If the U.S. cannot decide whom to hit, then it might consider what. Beirut airport is a hijacker haven, offering provisions, protection, reinforcements and television cameras. Yet bombing the airport would be a clumsy blow, an act of war against Lebanon that asks killing innocents. An air strike on Kharg Island, Iran's oil port in the Persian Gulf, is tempting to some hawks, but it would only martyr Khomeini and further inflame his followers.

It is widely believed that both Iran and Syria support and condone terrorism. Weinberger, for instance, claims that the U.S. has discovered strong links between Hizballah and the Khomeini regime. "Can anyone seriously doubt that Syria's Assad has the means or the methods to shut down operations like the TWA hijacking?" asked the Wall Street Journal. "We should give him the incentive to do so" -- by bombing Syrian military targets. Nonetheless, the degree of control exercised by Iran and Syria is a matter of dispute in intelligence circles. Some experts feel that both countries have lately sought to restrain Shi'ite fanatics. This impression is reinforced by Assad's apparent cooperation last week and Iran's refusal to support the TWA hijackers, much less allow them to land in Tehran.

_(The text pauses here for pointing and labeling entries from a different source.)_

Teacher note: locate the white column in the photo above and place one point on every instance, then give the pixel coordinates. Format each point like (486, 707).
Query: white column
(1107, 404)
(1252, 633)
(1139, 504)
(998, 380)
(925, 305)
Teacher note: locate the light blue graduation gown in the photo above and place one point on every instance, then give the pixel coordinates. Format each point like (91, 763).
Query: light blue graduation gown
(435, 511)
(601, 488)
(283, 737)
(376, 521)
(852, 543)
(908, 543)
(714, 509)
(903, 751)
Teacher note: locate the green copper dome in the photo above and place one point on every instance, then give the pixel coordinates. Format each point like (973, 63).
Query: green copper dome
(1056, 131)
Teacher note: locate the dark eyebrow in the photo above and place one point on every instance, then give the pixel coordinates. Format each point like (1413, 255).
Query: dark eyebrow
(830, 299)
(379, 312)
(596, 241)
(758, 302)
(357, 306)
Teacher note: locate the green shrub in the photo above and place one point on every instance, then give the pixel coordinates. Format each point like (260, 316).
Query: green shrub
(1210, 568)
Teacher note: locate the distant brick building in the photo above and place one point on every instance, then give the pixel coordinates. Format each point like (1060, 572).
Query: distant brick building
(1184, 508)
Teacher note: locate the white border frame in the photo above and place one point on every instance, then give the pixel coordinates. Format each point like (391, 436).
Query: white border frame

Lashing out at a target, almost any target, would serve at least one purpose. It would be cathartic. For a nation seemingly humiliated, for a people fed up with too much talk and too little action, dropping a bomb on Baalbek or shooting a few Shi'ite fanatics would be grimly satisfying. Yet for policymakers the ultimate goal must be not simply to avenge terrorism but to stop it. Doing nothing, it seems certain, invites more atrocities. Yet force often begets force. For Ronald Reagan, the hard question is whether retaliating against terrorists will deter terrorism -- or only provoke more of it.

FOOTNOTE: *The yellow ribbon was a symbol of longing for the return of the American hostages taken by Iran in 1979. It comes from Tony Orlando's 1973 hit pop tune, Tie a Yellow Ribbon (Round the Old Oak Tree), based on a story about the homecoming of a Civil War soldier from prison.